Tanto en primaria en la Escuela República de Guatemala como en secundaria en el Colegio Marista, no fui buen estudiante. Siempre pasaba el curso «dejando los pelos en el alambre», especialmente en matemáticas y química. Mi tiempo estuvo dedicado a jugar en el barrio, a las mejengas en el Parque Eloy Alfaro o en Plaza Iglesias, a la natación en el Club de Leones, a los Cuentos de Andersen, a los libros de Julio Verne, a las historietas del Llanero Solitario o del Monje Loco, y a ver la salida de clases de las alumnas del Colegio María Auxiliadora.
Pero en el último año de secundaria cambié y logre mis mejores notas, pues las necesitaría para solicitar el ingreso a cualquier academia. Recuerdo las extensas jornadas de estudio con Jorge Luis Montero («Ficus»), José Alberto Vargas, Javier Llobet, Julio Thuel y Douglas Calvo.
Quería dedicarme a la aviación, pero una tarde –con los hoy abogados Álvaro Sojo y Javier Llobet− fui a ver un juicio a los Tribunales de Justicia de Alajuela. Era un caso de tráfico de marihuana de Colombia y la sala estaba repleta. Me impresionaron todos los profesionales en derecho que intervinieron: el tribunal presidido por el Juez Armando Saborío, acompañado de la Jueza Dora Guzmán y del Juez Francisco Chacón; el fiscal era don Fernando Cruz y el defensor don Roberto Chacón, dos oradores de lujo. A partir de ese momento me entró la inquietud de estudiar derecho y dedicarme a lo penal.
Durante mis estudios universitarios, me desempeñé como registrador auxiliar del partido 6, cuando el Registro Público se encontraba frente a la Escuela García Flamenco. Más tarde, cuando mi padre enfermó, para morir a las seis de la mañana del 11 de enero de 1.982, me tendió la mano el abogado alajuelense Alejandro Galva Jiménez, con quien trabajé como asistente.

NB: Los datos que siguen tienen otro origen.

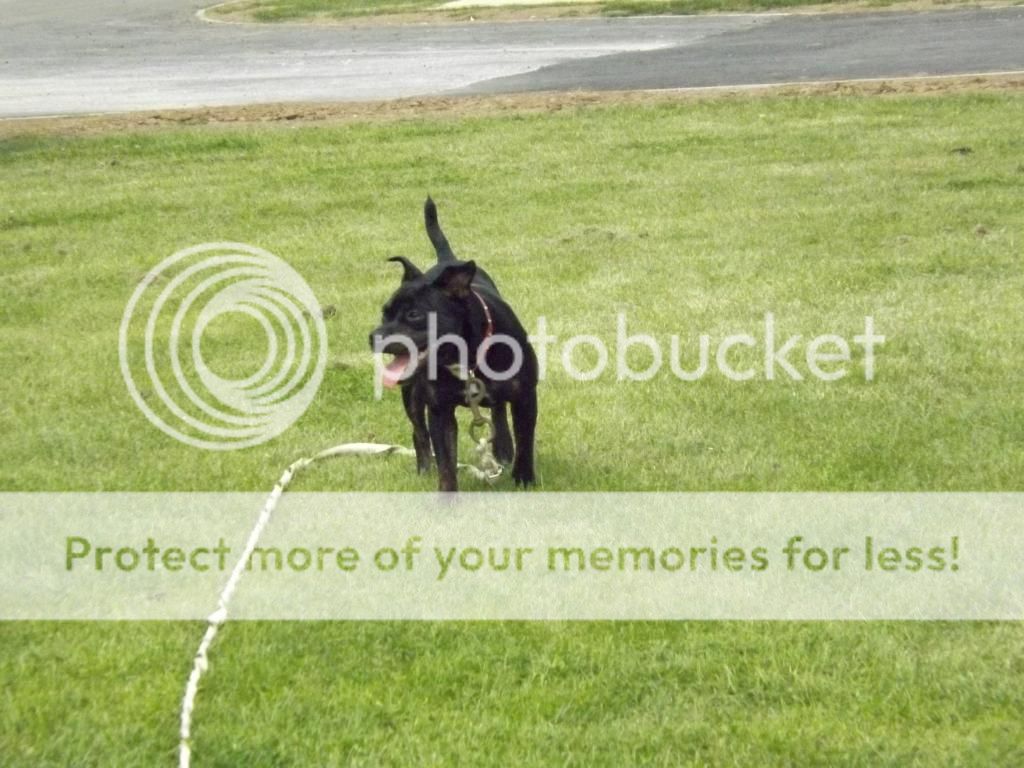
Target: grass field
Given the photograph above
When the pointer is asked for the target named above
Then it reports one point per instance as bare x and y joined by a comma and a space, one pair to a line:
335, 10
698, 216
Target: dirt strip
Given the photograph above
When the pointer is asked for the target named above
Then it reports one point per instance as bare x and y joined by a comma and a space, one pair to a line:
473, 107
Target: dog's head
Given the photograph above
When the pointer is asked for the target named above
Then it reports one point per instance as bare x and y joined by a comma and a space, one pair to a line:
427, 307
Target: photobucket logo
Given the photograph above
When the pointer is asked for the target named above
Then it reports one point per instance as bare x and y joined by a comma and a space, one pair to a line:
209, 295
764, 353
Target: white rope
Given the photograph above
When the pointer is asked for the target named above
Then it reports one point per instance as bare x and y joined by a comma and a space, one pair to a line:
201, 663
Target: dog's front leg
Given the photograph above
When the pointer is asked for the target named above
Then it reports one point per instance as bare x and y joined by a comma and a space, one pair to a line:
524, 424
444, 435
417, 412
504, 452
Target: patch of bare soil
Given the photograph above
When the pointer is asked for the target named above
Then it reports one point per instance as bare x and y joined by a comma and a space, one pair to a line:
473, 107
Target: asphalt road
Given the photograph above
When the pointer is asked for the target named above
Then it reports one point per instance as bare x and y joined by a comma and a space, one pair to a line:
67, 56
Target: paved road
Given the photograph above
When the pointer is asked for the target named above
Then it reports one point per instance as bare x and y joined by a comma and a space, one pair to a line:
65, 56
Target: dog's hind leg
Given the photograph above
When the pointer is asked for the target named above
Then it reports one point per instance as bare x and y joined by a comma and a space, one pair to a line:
504, 452
524, 425
416, 411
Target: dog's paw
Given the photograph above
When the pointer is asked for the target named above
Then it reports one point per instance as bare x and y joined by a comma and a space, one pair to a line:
523, 477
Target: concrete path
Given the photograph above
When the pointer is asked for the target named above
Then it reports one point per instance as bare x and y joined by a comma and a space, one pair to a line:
68, 56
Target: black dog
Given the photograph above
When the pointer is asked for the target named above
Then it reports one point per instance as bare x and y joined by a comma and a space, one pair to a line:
422, 326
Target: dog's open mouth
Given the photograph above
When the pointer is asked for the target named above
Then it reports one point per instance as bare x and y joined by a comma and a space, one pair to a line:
400, 368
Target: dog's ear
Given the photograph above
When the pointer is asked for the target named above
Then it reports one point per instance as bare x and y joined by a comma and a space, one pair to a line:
412, 271
455, 280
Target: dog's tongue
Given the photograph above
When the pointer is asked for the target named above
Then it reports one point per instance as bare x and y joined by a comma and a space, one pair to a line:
391, 375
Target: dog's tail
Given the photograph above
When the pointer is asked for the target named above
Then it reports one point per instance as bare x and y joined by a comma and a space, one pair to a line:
434, 232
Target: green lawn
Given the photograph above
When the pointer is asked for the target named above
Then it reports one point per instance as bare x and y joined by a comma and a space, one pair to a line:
698, 216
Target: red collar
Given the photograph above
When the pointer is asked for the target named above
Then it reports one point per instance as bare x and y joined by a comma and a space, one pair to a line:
488, 330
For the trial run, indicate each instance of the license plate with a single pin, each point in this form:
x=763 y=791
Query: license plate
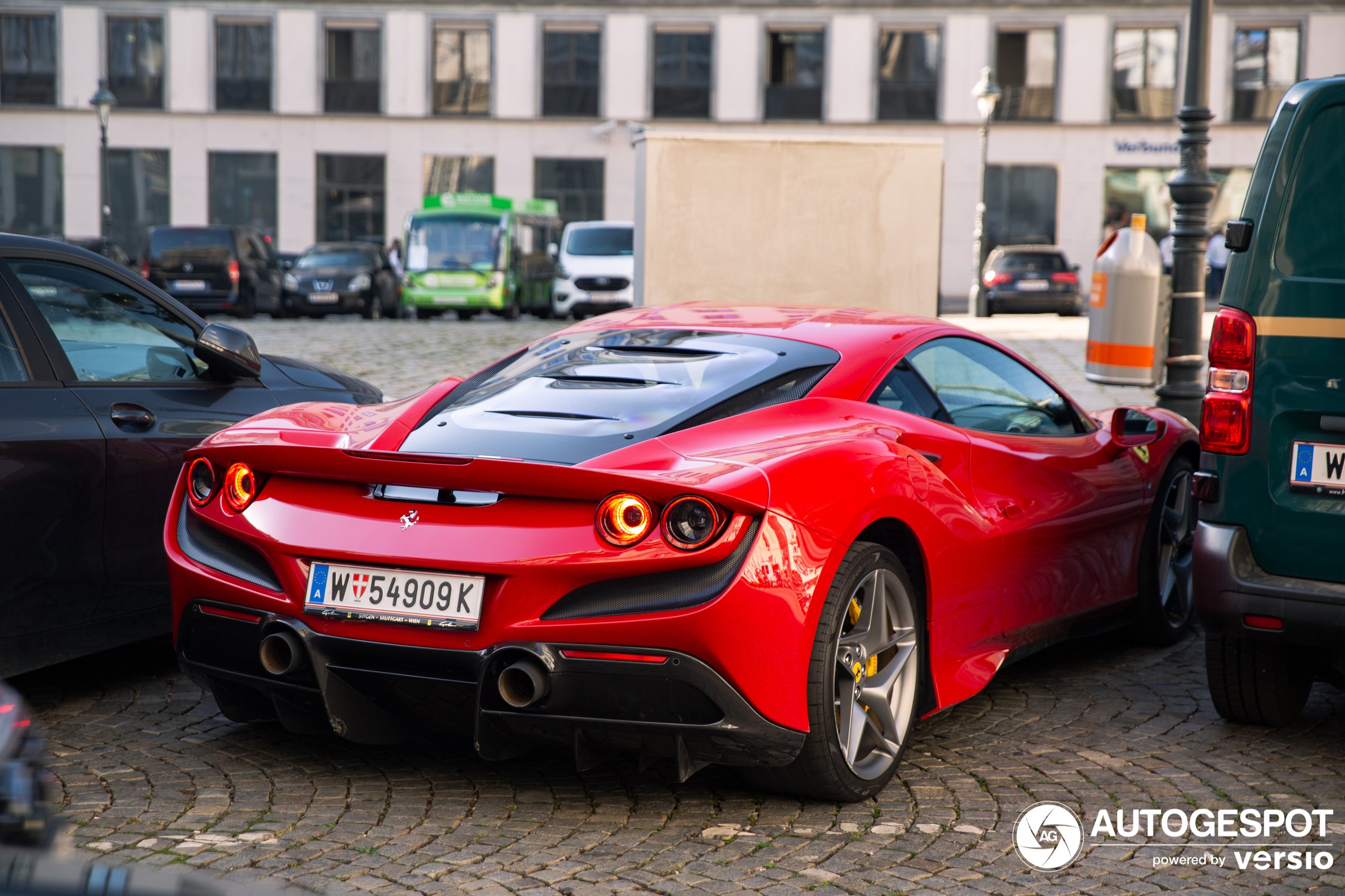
x=1317 y=468
x=394 y=595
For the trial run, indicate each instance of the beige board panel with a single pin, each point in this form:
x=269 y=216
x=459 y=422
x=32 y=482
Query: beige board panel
x=787 y=220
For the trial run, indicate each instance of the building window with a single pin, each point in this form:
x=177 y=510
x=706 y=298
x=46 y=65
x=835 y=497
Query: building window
x=462 y=70
x=683 y=71
x=576 y=185
x=243 y=65
x=1144 y=74
x=243 y=190
x=908 y=76
x=459 y=175
x=571 y=70
x=794 y=86
x=1025 y=66
x=136 y=62
x=354 y=66
x=1020 y=206
x=350 y=198
x=29 y=68
x=1265 y=66
x=138 y=187
x=30 y=191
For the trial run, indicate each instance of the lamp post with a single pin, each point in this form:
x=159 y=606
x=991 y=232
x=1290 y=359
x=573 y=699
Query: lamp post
x=988 y=94
x=1192 y=191
x=104 y=101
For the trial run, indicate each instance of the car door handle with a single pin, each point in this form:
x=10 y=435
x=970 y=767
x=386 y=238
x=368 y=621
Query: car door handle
x=132 y=417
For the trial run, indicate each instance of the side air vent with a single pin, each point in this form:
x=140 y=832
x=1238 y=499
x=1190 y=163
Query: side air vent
x=213 y=548
x=654 y=593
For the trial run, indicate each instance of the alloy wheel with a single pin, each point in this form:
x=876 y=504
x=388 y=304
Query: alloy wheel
x=1176 y=537
x=876 y=675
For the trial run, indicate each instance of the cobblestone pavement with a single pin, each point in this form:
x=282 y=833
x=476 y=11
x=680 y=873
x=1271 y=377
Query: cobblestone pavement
x=153 y=773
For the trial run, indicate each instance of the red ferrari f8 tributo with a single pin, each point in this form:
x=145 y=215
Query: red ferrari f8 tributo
x=770 y=538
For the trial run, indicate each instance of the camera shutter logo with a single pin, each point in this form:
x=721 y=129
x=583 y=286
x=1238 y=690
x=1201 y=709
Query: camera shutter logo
x=1048 y=836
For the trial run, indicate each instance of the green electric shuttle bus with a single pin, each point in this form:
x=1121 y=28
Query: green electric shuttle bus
x=471 y=253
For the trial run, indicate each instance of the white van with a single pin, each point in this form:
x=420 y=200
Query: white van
x=595 y=270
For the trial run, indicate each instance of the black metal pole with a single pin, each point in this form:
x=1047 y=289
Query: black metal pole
x=1192 y=191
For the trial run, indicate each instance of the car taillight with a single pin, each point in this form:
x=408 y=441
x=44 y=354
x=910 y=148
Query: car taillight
x=240 y=487
x=201 y=481
x=691 y=523
x=1226 y=413
x=624 y=519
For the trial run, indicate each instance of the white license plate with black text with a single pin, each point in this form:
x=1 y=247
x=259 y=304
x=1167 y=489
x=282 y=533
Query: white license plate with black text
x=1317 y=468
x=394 y=595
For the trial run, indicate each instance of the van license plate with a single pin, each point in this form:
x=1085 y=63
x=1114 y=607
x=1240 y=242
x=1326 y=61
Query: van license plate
x=394 y=595
x=1317 y=468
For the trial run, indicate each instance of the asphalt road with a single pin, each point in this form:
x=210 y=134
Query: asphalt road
x=151 y=773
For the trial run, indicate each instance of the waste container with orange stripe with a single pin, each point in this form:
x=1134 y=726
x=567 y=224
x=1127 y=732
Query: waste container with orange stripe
x=1125 y=318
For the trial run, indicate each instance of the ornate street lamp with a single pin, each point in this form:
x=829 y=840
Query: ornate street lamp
x=988 y=94
x=1192 y=191
x=104 y=101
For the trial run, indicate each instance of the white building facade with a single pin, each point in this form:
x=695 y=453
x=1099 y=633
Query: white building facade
x=333 y=120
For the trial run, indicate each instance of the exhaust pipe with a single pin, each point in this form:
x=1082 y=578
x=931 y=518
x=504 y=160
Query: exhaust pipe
x=524 y=684
x=282 y=653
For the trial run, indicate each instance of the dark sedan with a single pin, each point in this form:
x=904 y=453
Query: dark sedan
x=105 y=381
x=339 y=278
x=1030 y=280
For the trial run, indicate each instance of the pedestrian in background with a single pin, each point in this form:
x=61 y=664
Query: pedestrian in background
x=1216 y=258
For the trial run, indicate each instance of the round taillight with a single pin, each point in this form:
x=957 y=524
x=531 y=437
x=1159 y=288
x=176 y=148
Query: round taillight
x=691 y=523
x=201 y=481
x=240 y=487
x=624 y=519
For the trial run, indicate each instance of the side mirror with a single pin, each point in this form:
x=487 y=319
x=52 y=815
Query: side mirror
x=1132 y=428
x=229 y=351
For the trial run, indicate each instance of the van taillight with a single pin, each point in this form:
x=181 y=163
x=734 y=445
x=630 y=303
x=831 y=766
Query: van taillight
x=1226 y=413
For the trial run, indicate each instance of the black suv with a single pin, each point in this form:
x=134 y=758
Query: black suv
x=216 y=269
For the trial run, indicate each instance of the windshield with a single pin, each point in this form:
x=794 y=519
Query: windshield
x=602 y=241
x=444 y=242
x=335 y=260
x=165 y=240
x=567 y=401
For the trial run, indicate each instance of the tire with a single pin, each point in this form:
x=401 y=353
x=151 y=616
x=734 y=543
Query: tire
x=823 y=769
x=1167 y=602
x=1256 y=683
x=241 y=703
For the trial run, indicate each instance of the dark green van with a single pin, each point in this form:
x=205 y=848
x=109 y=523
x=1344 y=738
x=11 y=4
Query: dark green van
x=1269 y=560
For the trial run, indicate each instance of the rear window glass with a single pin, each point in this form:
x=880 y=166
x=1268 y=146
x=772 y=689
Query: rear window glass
x=567 y=401
x=1313 y=229
x=165 y=240
x=1030 y=261
x=602 y=241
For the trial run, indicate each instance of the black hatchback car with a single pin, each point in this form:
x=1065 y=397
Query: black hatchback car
x=339 y=278
x=104 y=382
x=216 y=269
x=1030 y=280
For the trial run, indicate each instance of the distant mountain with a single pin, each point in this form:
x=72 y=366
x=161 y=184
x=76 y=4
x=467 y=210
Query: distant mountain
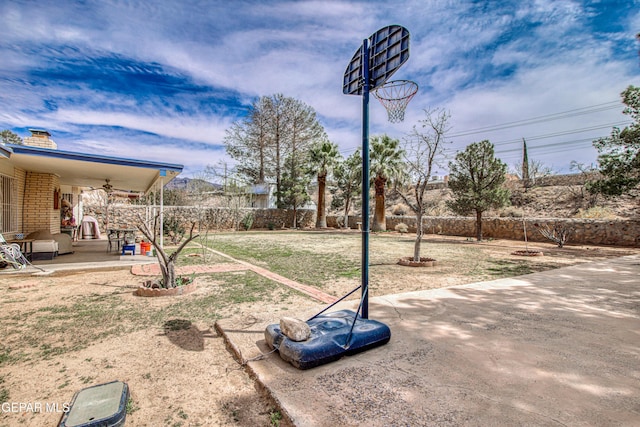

Debí ayudar a mi madre, y logré en 1.982 –sin graduarme como abogado− un nombramiento interino como Juez de Instrucción de Cañas, donde aprendí muchísimo del Secretario Efraín Morales. Era una época en que no había suficientes profesionales en derecho, de modo que la Corte nombraba estudiantes en cargos de judicatura. No olvido la experiencia y sabiduría de otros secretarios como don Abel Madriz y doña Vera Vargas, pero fue Efraín quien me dio las primeras herramientas para manejar un despacho judicial.
Mis años de estudiante en la Universidad de Costa Rica (1.977-1.982) son inolvidables y las amistades forjadas son entrañables. Nos reunimos cada tanto para compartir en alguna fiesta, recordar los años idos y apoyarnos en nuestros retos del día a día.